KELLY: And is there any chance that the U.S. might step in and provide those extra planes and equipment?

Amb. DAALDER: Well, what the United States has said is if SACEUR, the supreme commander, believes that the capabilities that the United States has are required in order to fulfill the mission, he can ask us. And subject to the approval of the Secretary of Defense, we would be able to provide it.

The United States is focused on providing the unique capability that, frankly, only we can provide: aerial refueling, intelligence, surveillance, reconnaissance. About 25 percent of all the airplanes in the air are American airplanes right now, but it's providing between 75 and 100 percent of these critical capabilities.

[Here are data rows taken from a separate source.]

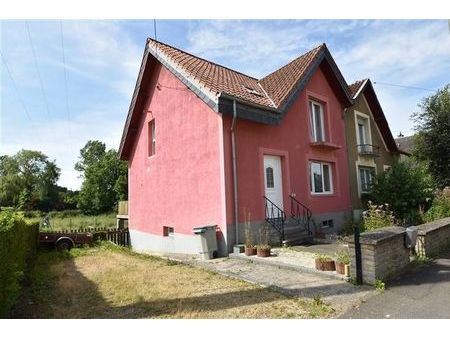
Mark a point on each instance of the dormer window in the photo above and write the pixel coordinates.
(317, 121)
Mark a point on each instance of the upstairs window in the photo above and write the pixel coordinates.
(321, 178)
(151, 138)
(317, 121)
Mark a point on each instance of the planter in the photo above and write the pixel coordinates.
(347, 270)
(340, 268)
(325, 265)
(250, 251)
(263, 252)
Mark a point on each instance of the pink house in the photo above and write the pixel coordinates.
(207, 145)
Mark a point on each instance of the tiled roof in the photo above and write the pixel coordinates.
(218, 79)
(270, 91)
(354, 87)
(280, 83)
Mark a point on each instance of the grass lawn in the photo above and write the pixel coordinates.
(113, 282)
(64, 221)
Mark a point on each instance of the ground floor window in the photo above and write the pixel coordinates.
(321, 178)
(366, 175)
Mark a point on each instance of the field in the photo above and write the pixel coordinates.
(73, 219)
(112, 282)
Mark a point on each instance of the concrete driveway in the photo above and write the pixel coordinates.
(423, 292)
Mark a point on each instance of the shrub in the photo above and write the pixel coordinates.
(18, 241)
(376, 217)
(407, 187)
(440, 207)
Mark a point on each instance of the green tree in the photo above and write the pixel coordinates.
(406, 187)
(105, 178)
(28, 180)
(432, 144)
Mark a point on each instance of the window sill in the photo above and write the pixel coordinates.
(325, 145)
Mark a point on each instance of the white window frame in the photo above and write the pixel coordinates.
(311, 178)
(312, 116)
(372, 174)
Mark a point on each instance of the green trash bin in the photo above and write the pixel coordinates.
(207, 241)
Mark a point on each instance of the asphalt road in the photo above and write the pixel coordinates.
(420, 293)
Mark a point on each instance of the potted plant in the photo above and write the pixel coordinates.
(342, 262)
(325, 263)
(250, 247)
(263, 249)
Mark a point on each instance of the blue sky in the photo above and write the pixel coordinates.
(102, 60)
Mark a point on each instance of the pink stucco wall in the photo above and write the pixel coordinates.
(291, 140)
(182, 185)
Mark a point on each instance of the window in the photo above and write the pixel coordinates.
(321, 179)
(366, 175)
(269, 178)
(151, 138)
(317, 124)
(328, 223)
(167, 231)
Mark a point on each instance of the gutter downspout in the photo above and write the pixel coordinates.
(233, 154)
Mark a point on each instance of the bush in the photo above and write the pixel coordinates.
(440, 207)
(376, 217)
(18, 241)
(407, 187)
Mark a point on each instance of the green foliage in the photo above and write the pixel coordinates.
(433, 135)
(18, 240)
(406, 187)
(379, 285)
(105, 178)
(343, 257)
(28, 181)
(440, 207)
(377, 217)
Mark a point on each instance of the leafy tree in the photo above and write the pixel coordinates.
(406, 187)
(105, 178)
(28, 180)
(432, 144)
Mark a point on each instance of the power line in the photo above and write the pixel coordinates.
(22, 102)
(408, 87)
(37, 68)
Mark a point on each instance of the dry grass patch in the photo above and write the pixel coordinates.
(109, 282)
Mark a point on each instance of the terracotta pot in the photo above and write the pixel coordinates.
(325, 266)
(340, 268)
(250, 251)
(263, 252)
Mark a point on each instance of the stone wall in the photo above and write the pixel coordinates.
(433, 237)
(383, 254)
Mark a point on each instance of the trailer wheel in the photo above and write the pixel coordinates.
(64, 244)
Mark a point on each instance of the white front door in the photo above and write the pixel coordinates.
(273, 182)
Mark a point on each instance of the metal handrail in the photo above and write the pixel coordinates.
(275, 216)
(301, 213)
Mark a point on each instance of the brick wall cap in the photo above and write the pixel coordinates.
(425, 228)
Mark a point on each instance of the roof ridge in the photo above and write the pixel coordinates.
(298, 57)
(197, 57)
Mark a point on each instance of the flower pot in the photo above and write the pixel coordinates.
(325, 265)
(340, 268)
(347, 270)
(250, 251)
(263, 252)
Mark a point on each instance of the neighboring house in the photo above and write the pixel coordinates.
(371, 146)
(209, 145)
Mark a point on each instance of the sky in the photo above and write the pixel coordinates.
(66, 82)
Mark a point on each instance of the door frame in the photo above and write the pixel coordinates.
(285, 174)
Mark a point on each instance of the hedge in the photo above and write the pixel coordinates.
(18, 242)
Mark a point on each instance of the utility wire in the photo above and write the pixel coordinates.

KELLY: A month ago, before the NATO no-fly zone was in place, you voiced some caution about it. You were quoted as saying that a no-fly zone would not be effective, for example, against the kind of helicopter attacks that the Gadhafi regime was carrying out. What do you think now? Is this strategy working?

Amb. DAALDER: Well, I didn't think a no-fly zone could work, and I still believe that was the case. We also needed to use airpower to protect civilians. That's why Benghazi was saved. That is why we are now slowly, but surely eroding the capacity of the Gadhafi regime.

KELLY: Slowly, but surely eroding their capacity, you say, but how do you get past what appears to be emerging as a stalemate, with NATO carrying out airstrikes, but unable to, for example, help the civilians in Misrata who are desperately calling for more international attention?

Amb. DAALDER: Well, the opposition will get stronger over time, and we'll be able to take advantage of the fact that NATO airpower is limiting the capacity of Gadhafi to sustain his fight. It will either end because Gadhafi has decided that he has had enough, or more likely that the people around him have decided that they don't want to continue to fight. And the people of Libya and those who are now supporting the regime and are upholding it will have to ask the question: Is this how they want to continue, or are they better off finding an alternative path?

KELLY: Ambassador Daalder, thanks very much.

Amb. DAALDER: That's my pleasure.

KELLY: Ivo Daalder is the U.S. Ambassador to NATO.

(Soundbite of music)

KELLY: You're listening to MORNING EDITION, from NPR News.